In the ASU study, river, creek and lakebed sediment samples from 12 locations upstream and downstream of wastewater treatment plants were analyzed for the presence of antimicrobial compounds.

For Halden’s team, which consisted of postdoctoral researcher Benny Pycke, environmental engineering graduate student and first author Arjun Venkatesan, the results showed that overall concentrations of triclocarban were 3- to 58-times higher than those of the more frequently monitored triclosan.

“We were able to detect these two compounds both upstream and downstream of suspected input sources, and the levels of the antimicrobial soap ingredient triclocarban were usually higher compared to triclosan,” said Venkatesan. “Although triclosan is used in a larger number of formulations and personal care products, we found triclocarban to be more abundant in freshwater environments.” The team also found degradation products of TCC but transformation of this antimicrobial is known to be very slow in natural environments.

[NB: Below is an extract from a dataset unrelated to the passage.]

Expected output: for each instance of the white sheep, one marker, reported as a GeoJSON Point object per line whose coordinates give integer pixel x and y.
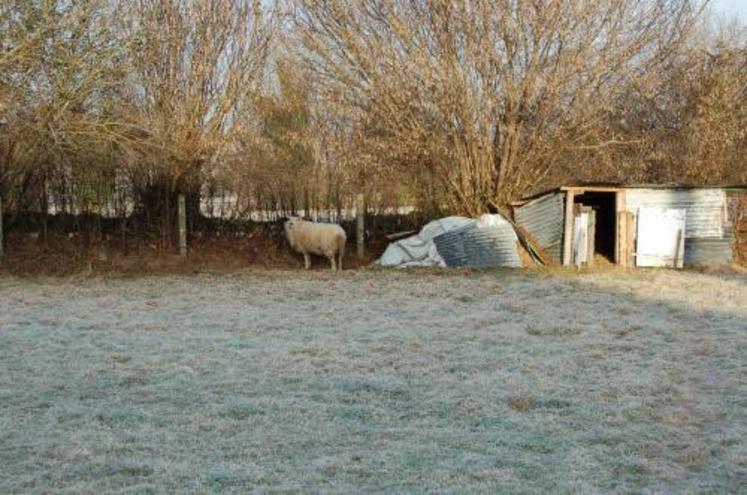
{"type": "Point", "coordinates": [323, 239]}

“Also, we expected to find these compounds mostly downstream of wastewater treatment plants; but when we consistently found detectable levels upstream and downstream, we realized that there are probably multiple sources contributing to the contamination of these sites, potentially including additional wastewater treatment plants further upstream and runoff from sites where antimicrobial-laden sewage sludge had been applied.”

“Every site is essentially downstream of something,” added Pycke. A site in the immediate vicinity of a wastewater treatment plant near Duluth (St. Louis Bay at Lake Superior) had the greatest concentration of triclocarban and its lower chlorinated derivatives, and the Duluth site and Shagawa Lake site had concentrations three times higher than river and creek sediments. There was a strong correlation between the level of contamination with wastewater treatment plant discharge, stream flow and the population density of the surrounding region.

“As the name suggests, these antimicrobial compounds (triclosan and triclocarban) are incompatible with biological wastewater treatment infrastructure paid for with tax dollars,” said Halden. “Municipalities in Minnesota and across the U.S. work hard using state?of?the?art equipment to keep our freshwater environments clean but they cannot control what consumers, misled by aggressive marketing, discharge into the sewage collection system.”

Wherever antimicrobial personal care products are in use, water and sediment have been contaminated, a situation that certainly is not unique to the state of Minnesota. “Regulatory agencies are aware of the overuse of antimicrobials but no state or federal restrictions have been implemented yet for either triclosan or triclocarban,” said Halden. “Aside from ecological concerns, widespread environmental occurrence of antimicrobials also is a potential public health concern because unwarranted use of antimicrobials can promote drug resistance of human pathogens.”

Halden’s research is developing engineering solutions to clean up environments impacted by antimicrobial compounds. However, he emphasizes that the best solution right now in combating this pollution is for consumers to limit their use of antimicrobial personal care products that, ironically, provide no measurable health benefits to the average consumer, as determined by an expert panel convened by the Food and Drug Administration in 2005.

For this project, ASU was supported by funding from the National Institute of Environmental Health Sciences.

In addition to Halden’s appointment as Director of Environmental Security at ASU’s Biodesign Institute, he holds the title of professor in the School of Sustainable Engineering and the Built Environment, at the Ira. A. Fulton Schools of Engineering, ASU, and adjunct associate professor of Environmental Health Sciences, at the Johns Hopkins Bloomberg School of Public Health.